Laura Marling, “Made By Maid”
“How come the papers aren’t filled with articles about this amazing talent?” I wondered when I first heard Laura Marling. I think she’s singlehandedly surpassing the legacies of Bob Dylan and Joni Mitchell put together. I am really confident that 20 years from now she will have built up an amazing body of work. We were here to witness its fruition. It feels like a privilege.

Jara, “Lost Your Number”
It’s not often that you walk into a tiny bar and are completely blown away by the artist performing on the small dark stage in the back, but with Jara I totally was. There’s this cafe in Amsterdam called De Koe (Yes, that’s “The Cow”), where there are open-mic nights and I happened to walk in once and heard her sing this song. It felt like an instant classic to me. This video is of her performing it at a house concert with Sofar Sounds in Amsterdam, also showing some great footage of the Amsterdam canals, which is where I live.
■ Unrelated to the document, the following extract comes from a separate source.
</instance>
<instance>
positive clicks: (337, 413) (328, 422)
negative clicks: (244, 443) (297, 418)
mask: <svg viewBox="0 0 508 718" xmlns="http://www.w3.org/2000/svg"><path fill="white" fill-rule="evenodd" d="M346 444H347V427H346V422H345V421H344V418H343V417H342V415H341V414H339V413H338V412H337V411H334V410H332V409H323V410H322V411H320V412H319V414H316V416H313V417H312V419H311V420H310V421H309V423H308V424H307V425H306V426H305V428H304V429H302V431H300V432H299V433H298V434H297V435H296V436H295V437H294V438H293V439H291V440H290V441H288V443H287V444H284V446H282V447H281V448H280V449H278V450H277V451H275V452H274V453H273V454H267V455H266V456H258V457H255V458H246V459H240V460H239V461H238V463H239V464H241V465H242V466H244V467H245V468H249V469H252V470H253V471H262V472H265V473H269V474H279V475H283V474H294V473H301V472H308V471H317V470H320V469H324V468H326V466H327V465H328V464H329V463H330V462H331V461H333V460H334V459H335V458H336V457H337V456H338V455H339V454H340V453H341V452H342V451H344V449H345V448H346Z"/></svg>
The song has not been put out yet; up to now she has only put out an EP, but I hope she gets the chance to soon.

Leonard Cohen, “Treaty”
For me, a lot of things start and end with Leonard Cohen. Days, for instance, funerals sometimes, a few love affairs, learning how to write songs, finding out more about the meaning of existence. He’s an endless source of inspiration in so many ways—his harmonies, his humor, his humbleness and gentleness, and the way he kept at it. I think that would be my ultimate goal to release a record at 82. In an article in The New York Times Magazine, Wyatt Mason wrote this beautiful interpretation of the last interview with Cohen. It has come to mean a lot to me: “At critical moments, from our depths, out of an impulse not for glory, not for wealth, not for fame, not for power, but out of an appetite to serve—serve something larger than ourselves, however one might define it—the emergency inside us finally speaks.”